Lequel de ces deux hommes est le plus abject ?

Courriel de Axelle Theillier - Institut pour la Justice : Lequel de ces deux hommes est le plus abject ?

détails

Chère Madame, cher Monsieur, 


(Je préfère vous prévenir d’emblée, ce message va vous mettre en colère et vous aurez raison.

 

 Je le suis moi même en vous l’écrivant.) 


Savez-vous qui est Abdelhakim Sefrioui ? 


Abdelhakim Sefrioui est un militant islamiste franco-marocain, autoproclamé imam. 

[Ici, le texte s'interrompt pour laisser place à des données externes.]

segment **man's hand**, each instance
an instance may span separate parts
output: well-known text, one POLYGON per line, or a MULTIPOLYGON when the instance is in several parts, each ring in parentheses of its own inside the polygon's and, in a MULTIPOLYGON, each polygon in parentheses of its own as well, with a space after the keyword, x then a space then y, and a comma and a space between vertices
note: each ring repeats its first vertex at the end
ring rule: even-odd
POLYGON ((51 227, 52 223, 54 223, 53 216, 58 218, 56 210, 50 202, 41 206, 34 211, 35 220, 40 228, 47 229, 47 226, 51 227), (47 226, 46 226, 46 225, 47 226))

Il a été reconnu coupable, en première instance, d’avoir participé à la campagne de haine menant à la décapitation de Samuel Paty. 


Je ne sais pas si vous vous en souvenez, mais l’affaire a débuté par les accusations mensongères d’une élève. 


Celle-ci avait menti à son père en affirmant qu’elle avait été exclue du cours d’éducation civique de Samuel Paty parce qu’elle était musulmane

 


Il a été prouvé que c’était faux, elle était absente du cours ce jour-là du coup parce qu’elle avait été sanctionnée pour un autre motif. 


Mais les dires de l’adolescente ont suffi pour que son père Brahim Chnina aille trouver le directeur du collège ce 8 octobre 2020 pour se plaindre de Samuel Paty. 

 

Et il n’est pas arrivé seul, il s’installe dans le bureau accompagné par Abdelhakim Sefrioui. 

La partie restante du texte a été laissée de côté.